Édito novembre 2018. Par Nathalie Jungerman

Heinrich Böll. Lettres de guerre 1939-1945

Édito

C’est en travaillant à l’édition de Comme un Allemand en France, un recueil de lettres inédites de soldats allemands sous l’Occupation, avec les historiens Aurélie Luneau et Stefan Martens, sous la direction éditoriale de Rachel Grunstein (L’Iconoclaste 2016), que Jeanne Guérout s’est intéressée à la correspondance de guerre de Heinrich Böll, né en 1917 à Cologne (et mort en 1985), dont le roman Portrait de groupe avec dame (Gruppenbild mit Dame) lui vaudra en 1972 le Prix Nobel de littérature. Publiée en Allemagne pour la première fois en 2001, cette correspondance n’avait jamais été traduite en français. Jeanne Guérout, historienne et journaliste franco-allemande, a donc entrepris de traduire et commenter un large choix de lettres écrites pendant les six années de mobilisation du soldat Böll, adressées essentiellement à ses parents et à sa fiancée Annemarie Cech qu’il épousera en 1942. Né dans une famille catholique pacifiste, Böll n’a pas encore 22 ans lorsqu’il est enrôlé dans l’armée allemande. Quelques années plus tôt, il a refusé d’adhérer à la jeunesse hitlérienne. Pour autant, il pense que le Reich est attaqué, que l’engagement de sa patrie est légitime.

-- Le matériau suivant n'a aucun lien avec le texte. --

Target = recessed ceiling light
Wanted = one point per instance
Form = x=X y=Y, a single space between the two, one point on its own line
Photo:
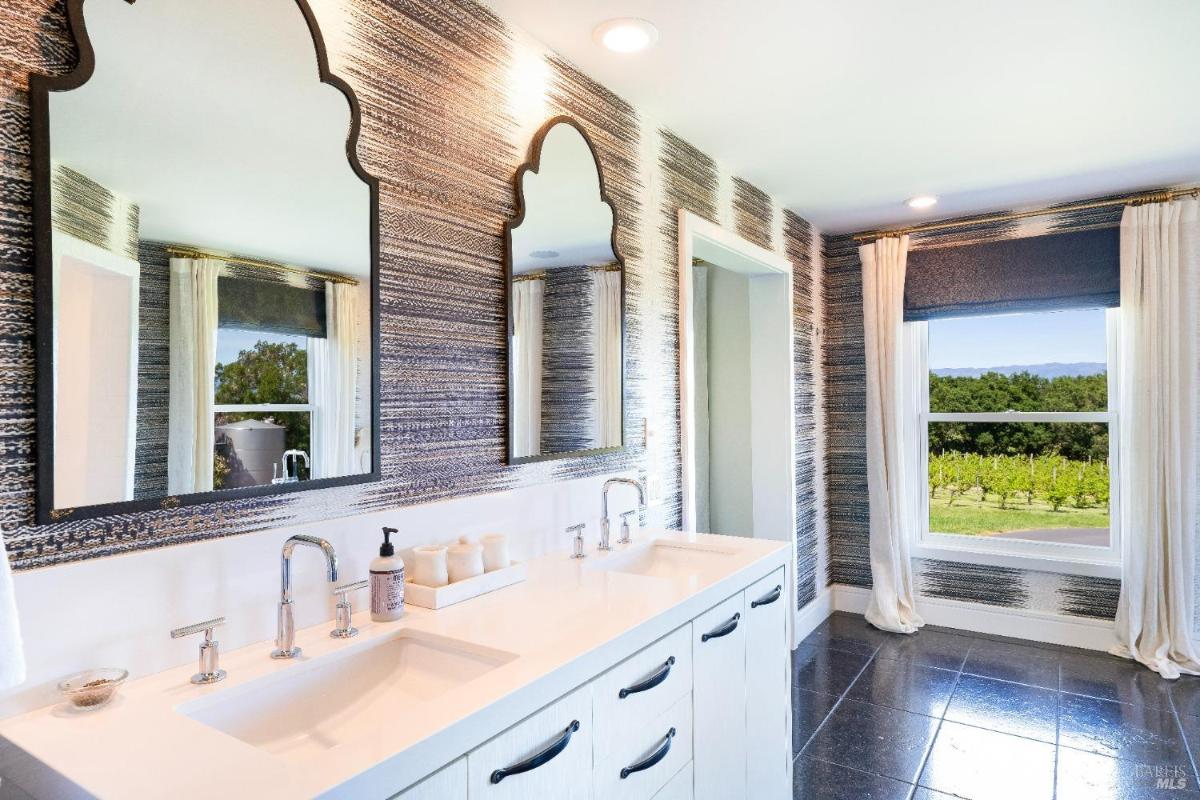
x=625 y=35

Envoyé en Pologne, en France, puis au front de l’Est, il fait part de ses observations sur les paysages, les villes qu’il découvre, sur les civils qu’il aime à rencontrer, et ses descriptions sensibles qui annoncent l’écrivain, même si elles font preuve d’empathie, d’enthousiasme ou parfois de désespoir, ne sont pas exemptes d’idées reçues, de préjugés moraux, physiques ou culturels... Ces lettres préfacées par Johann Chapoutot, professeur d’histoire contemporaine à la Sorbonne, passionnent, questionnent, tant par ce qu’elles racontent, révèlent – et notamment les paradoxes d’un jeune occupant, futur grand écrivain allemand de l’après-guerre, influencé malgré lui par la propagande, à la fois lucide et ignorant, ou inconscient – que par ce qu’elles ne disent pas... (la violence faite aux populations civiles par les soldats de la Wehrmacht, les pogroms, les rafles, les déportations, les camps... ).

Nathalie JUNGERMAN


Sites Internet

Éditions L’Iconoclaste

Lire l’article de Corinne Amar sur l’ouvrage Comme un Allemand en France
https://www.fondationlaposte.org/florilettre/articles-critiques/comme-u…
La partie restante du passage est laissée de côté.